Irrespective of whether SHLD2 downregulation is causal for the HRP phenotype in HCC1937 cells, 12 of the 14 BRCA1/2-mutant HRP cell lines were explained by mechanisms directly acting on BRCA1/2 and not by indirect mechanisms involving PARG, TP53BP1, RIF1, Shieldin or CST complex factors. This is consistent with reports on clinical samples.

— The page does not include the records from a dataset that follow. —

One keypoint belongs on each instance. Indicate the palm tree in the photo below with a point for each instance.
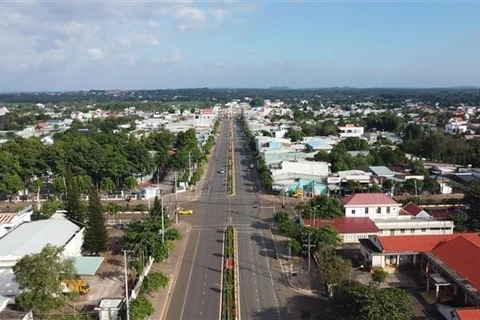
(112, 209)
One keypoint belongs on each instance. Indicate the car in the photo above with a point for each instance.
(185, 212)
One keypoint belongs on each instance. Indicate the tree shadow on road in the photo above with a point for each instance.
(298, 307)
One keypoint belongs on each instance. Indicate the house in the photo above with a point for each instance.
(372, 205)
(450, 261)
(30, 238)
(349, 229)
(391, 219)
(9, 221)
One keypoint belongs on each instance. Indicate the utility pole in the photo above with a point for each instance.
(163, 220)
(127, 301)
(176, 197)
(309, 246)
(189, 166)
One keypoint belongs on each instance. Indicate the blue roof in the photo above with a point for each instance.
(87, 266)
(318, 143)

We hypothesized that the functional HR status of cell lines would better reflect the real-time HR status of the cells at the time of testing than BRCA1/2 mutation status. Interestingly, although the %rc of SBS3 was not determined on our own cell lines, but extracted from previously published data, it was significantly higher in HRD and HRI cell lines as compared with HRP cell lines. In contrast, the %rc of SBS3 was not significantly different between BRCA1/2-mutant and wild-type cells. There was also no difference in %rc between BRCA1/2-mutant HRP and wild-type HRP cell lines. This is an unexpected finding since SBS3-associated mutations induced by BRCA1/2-deficiency would be accumulating in a cell line or tumor during the tumorigenesis process and remain in the genome even after reversal of the HRD phenotype. Therefore, one would expect the %rc of SBS3 to correlate better with BRCA1/2 mutation status than functional HR status. However, cell lines have been growing ex vivo for a significant amount of time with selection being an ongoing process. Moreover, HRD and HRI cell lines had a significantly higher %rc of SBS3 than BRCA1/2-mutant HRP cell lines which could have been accumulated ex vivo, after the tumor was removed from the patient. Of course, it is also important to realize that we evaluated only one of five mutational signatures associated with BRCA1/2-deficiency which could have led to some misclassification. In addition, extracting somatic mutational signatures from cell lines without the availability of a matched normal control is much more challenging and signatures were based on whole-exome sequencing data which yields sparser data compared to whole-genome sequence data.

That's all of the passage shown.